Он достал кошелек и вынул из него монету в пятнадцать су.
– Ага! – вскричал Крючконогий. – Я наперед знал, что ты этим окончишь.
– Ну, вот и ты сделай свое, – сказал Жибелотт, пододвигая ему бумагу.
Крючконогий только хотел начать выводить свой крест, как какая-то тень заслонила ему свет. То был Сальватор.
Он протянул из-за окна руку, схватил бумагу, на которой Крючконогий собирался поставить знак, который у простонародья считается важнее всякой подписи, разорвал ее на мелкие клочки и бросил на стол семьдесят пять франков и пятьдесят сантимов.
– Вот деньги, которые он был вам должен, Жибелотт, – сказал он. – Теперь я буду его кредитором.
– А! Мосье Сальватор! – вскричал тряпичник, наклоняясь над столом. – Вы заводите себе такого должника, какого мне иметь, ей-богу, не хотелось бы!
В это время с улицы послышался чей-то прелестный, серебристый голосок, который составлял впечатляющий контраст с пьяным хрипом Крючконогого.
– Мосье Сальватор, – говорила девушка, – будьте так добры, отнесите это письмо на улицу Варрен, № 42.
– Все тому же третьему клерку мосье Баратта?
– Да, мосье Сальватор. Будет и ответ. Вот вам пятьдесят сантимов.
Сальватор с улыбкой взял письмо и деньги и быстро пошел вниз по улице, а Жибелотт остался в таком удивлении, которое равнялось разве только его радости, что он получил свои семьдесят пять франков обратно.
II. Читателю предоставляется возможность познакомиться с мосье Фафиу
В тот момент, как Жибелотт подбирал и прятал деньги, окончательно опьяневший Крючконогий начинал храпеть, а Сальватор, бросив на стол такую солидную для простого комиссионера сумму, как семьдесят пять франков, ушел по поручению девушки, в дверях трактирного зала появился Варфоломей Лелонг под руку с мадемуазель Фифин, той самой женщиной, которая, по словам Сальватора, имела такое громадное влияние на жизнь этого великана.
На первый взгляд, в наружности мадемуазель Фифин не было ничего, что оправдывало бы такое неотразимое влияние, за исключением разве того таинственного закона, по которому люди физически сильные так охотно подчиняются существам слабым.
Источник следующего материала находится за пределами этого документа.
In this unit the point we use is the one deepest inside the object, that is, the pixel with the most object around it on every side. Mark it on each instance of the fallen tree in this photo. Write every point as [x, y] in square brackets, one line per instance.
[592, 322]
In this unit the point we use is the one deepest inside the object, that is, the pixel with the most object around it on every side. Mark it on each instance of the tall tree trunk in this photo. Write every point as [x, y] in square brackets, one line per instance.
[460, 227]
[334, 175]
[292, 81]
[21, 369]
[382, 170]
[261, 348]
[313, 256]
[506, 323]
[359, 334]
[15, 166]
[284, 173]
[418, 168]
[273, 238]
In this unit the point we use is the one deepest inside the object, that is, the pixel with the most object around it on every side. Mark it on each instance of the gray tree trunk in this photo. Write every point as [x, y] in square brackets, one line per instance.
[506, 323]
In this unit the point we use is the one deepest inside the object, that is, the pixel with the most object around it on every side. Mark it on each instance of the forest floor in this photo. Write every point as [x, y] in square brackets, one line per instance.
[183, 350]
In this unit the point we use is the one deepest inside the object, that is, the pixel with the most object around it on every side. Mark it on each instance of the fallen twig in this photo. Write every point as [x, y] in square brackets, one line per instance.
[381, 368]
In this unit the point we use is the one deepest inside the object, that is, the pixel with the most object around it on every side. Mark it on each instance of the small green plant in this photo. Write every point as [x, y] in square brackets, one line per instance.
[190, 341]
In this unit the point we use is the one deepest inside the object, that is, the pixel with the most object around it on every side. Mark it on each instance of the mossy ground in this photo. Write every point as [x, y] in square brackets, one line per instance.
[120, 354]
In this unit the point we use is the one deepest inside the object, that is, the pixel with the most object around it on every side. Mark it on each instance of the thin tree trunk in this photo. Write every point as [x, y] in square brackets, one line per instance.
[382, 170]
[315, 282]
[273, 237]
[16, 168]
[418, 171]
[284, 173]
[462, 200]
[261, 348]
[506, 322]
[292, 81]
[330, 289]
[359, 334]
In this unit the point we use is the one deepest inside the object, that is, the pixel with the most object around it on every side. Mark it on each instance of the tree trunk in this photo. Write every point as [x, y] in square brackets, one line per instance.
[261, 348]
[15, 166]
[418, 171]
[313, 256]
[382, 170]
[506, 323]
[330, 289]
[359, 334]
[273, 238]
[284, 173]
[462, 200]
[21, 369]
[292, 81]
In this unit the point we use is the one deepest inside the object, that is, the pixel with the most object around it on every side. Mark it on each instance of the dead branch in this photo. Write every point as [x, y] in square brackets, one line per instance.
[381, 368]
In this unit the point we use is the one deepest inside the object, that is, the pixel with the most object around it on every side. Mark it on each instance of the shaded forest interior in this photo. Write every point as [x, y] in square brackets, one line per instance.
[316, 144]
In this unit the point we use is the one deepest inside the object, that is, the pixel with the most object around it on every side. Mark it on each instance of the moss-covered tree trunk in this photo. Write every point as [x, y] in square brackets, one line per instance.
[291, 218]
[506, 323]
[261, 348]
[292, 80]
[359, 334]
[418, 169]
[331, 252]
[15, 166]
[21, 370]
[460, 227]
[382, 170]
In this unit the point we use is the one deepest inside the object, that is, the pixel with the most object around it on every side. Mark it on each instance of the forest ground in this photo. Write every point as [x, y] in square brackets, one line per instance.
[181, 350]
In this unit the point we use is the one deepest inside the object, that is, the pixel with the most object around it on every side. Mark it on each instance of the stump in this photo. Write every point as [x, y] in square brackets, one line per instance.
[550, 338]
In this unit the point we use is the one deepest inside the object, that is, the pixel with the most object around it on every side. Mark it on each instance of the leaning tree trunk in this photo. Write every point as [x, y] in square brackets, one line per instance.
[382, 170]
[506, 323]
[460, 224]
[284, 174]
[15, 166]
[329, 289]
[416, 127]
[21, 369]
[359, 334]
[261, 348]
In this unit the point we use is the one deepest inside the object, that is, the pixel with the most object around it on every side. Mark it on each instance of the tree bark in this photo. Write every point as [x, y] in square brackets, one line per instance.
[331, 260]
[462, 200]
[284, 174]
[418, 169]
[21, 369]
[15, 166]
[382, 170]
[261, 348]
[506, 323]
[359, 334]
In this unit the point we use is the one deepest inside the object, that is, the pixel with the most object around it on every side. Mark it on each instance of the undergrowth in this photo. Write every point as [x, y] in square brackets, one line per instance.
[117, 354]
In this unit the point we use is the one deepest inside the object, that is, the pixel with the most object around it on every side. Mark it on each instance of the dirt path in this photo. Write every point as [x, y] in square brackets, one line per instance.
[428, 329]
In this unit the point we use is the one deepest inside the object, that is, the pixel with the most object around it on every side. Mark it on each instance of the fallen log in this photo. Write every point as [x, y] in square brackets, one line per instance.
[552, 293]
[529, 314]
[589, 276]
Это была высокая девушка, лет двадцати или двадцати пяти. Между прочим, нет ничего труднее, чем определить возраст женщины из простонародья в Париже, так как все они старятся раньше времени от нищеты и разврата. Лицо у нее было бледное, глаза тусклые, волосы белокурые. Для светской женщины они составили бы прелестное украшение, но у нее висели безобразно-неряшливо. Шея ее была тонка, но с красивым поворотом, несмотря на худобу. Руки – античные, но скорее белые. Светская модница стала бы их беречь и холить так, что ими одними составила бы себе славу. Вся фигура ее, окутанная шерстяной шалью и несколько поношенным шелковым платьем, двигалась плавно, мягко и беззвучно, как змея или сирена. Казалось, что, если бы оставить ее без опоры, она согнулась бы, как молодой тополь под напором ветра. Но что особенно характеризовало ее, так это какое-то ленивое изящество, которое действительно не лишено было известной прелести, что доказывалось и увлечением Жана Быка.